Why a seller should make sure that non fully paid-up shares are paid up before transfer

The Companies and Associations Code provides in Article 5:66 for private limited companies (“besloten vennootschap” or “BV”’) and Article 7:77 for public limited companies (“naamloze vennootschap” or “NV”) for the joint and several liability of both the transferor and the transferee for paying up not fully paid-up shares. This joint and several liability applies with regard to both the company (or the administrator (“curator”) in the event of bankruptcy) and to third parties (e.g. creditors). This legal provision is mandatory and does not allow parties to contractually determine otherwise. The transferor is only released from this joint and several liability after five years have passed since the (opposability of the) transfer.

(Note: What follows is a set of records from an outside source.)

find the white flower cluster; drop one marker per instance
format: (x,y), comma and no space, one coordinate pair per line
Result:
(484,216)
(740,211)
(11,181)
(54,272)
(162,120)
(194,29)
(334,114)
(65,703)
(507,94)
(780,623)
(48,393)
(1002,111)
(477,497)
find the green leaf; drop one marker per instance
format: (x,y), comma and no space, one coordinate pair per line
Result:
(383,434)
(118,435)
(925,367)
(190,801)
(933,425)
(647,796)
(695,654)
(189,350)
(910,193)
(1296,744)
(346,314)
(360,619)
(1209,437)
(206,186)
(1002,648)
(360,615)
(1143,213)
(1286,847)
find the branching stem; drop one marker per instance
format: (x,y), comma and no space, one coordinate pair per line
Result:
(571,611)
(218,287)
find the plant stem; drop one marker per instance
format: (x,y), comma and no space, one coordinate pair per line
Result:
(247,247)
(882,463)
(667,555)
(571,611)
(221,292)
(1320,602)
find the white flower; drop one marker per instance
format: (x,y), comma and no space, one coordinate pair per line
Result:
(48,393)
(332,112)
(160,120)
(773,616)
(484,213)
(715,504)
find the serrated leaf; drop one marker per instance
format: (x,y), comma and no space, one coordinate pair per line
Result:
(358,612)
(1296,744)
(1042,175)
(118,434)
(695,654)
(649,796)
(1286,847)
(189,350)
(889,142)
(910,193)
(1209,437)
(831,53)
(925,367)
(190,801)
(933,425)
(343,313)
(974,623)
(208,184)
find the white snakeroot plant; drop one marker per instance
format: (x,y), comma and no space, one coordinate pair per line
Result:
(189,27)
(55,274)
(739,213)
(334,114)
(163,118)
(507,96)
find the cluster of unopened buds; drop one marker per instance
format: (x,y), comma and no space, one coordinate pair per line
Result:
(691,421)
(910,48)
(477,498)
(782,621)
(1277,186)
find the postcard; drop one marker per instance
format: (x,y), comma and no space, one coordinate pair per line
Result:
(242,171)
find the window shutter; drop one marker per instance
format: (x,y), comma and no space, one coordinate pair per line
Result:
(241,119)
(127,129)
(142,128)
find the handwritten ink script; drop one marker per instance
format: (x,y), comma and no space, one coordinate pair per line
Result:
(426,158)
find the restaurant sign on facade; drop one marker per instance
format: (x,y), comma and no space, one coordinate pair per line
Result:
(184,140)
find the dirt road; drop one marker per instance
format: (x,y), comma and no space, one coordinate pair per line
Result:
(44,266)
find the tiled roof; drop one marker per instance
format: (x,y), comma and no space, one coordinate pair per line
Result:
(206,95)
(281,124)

The company, the administrator or the creditors can therefore choose which of the two they will hold liable to pay in full: the transferor, the transferee or both jointly and severally.

In case the transferor is held liable, he can seek recourse against the transferee (unless such was contractually excluded). Of course, this recourse claim only offers relief if the transferee is sufficiently solvent.

If a seller wants to be sure that he can no longer be held liable to pay up in full after the transfer of his not fully paid-up shares, he can only obtain this certainty by making the payment in full himself before the transfer of ownership takes place, or by ensuring that the buyer on the day of the transfer, by way of closing action, proceeds to the payment in full.

The most easy option will consist in a payment in full by the buyer as a closing action. Since the buyer most likely will have taken into account in his price determination that the shares have not been fully paid up (and will therefore have deducted the amount still to be paid up from the offered price) a payment in full by the seller before the transfer date will in any case give rise to a higher price to be paid by the buyer. In that case, the buyer can just as well proceed immediately to the payment in full at the transfer date.

In both cases, the payment in full will mean that the buyer will have to make more resources available: he will have to pay a higher price or fully pay-up himself. If the amount to be paid up is substantial, parties should think about this in a timely manner so that the buyer can include this prospect of payment in full in his financing and cash flow plan.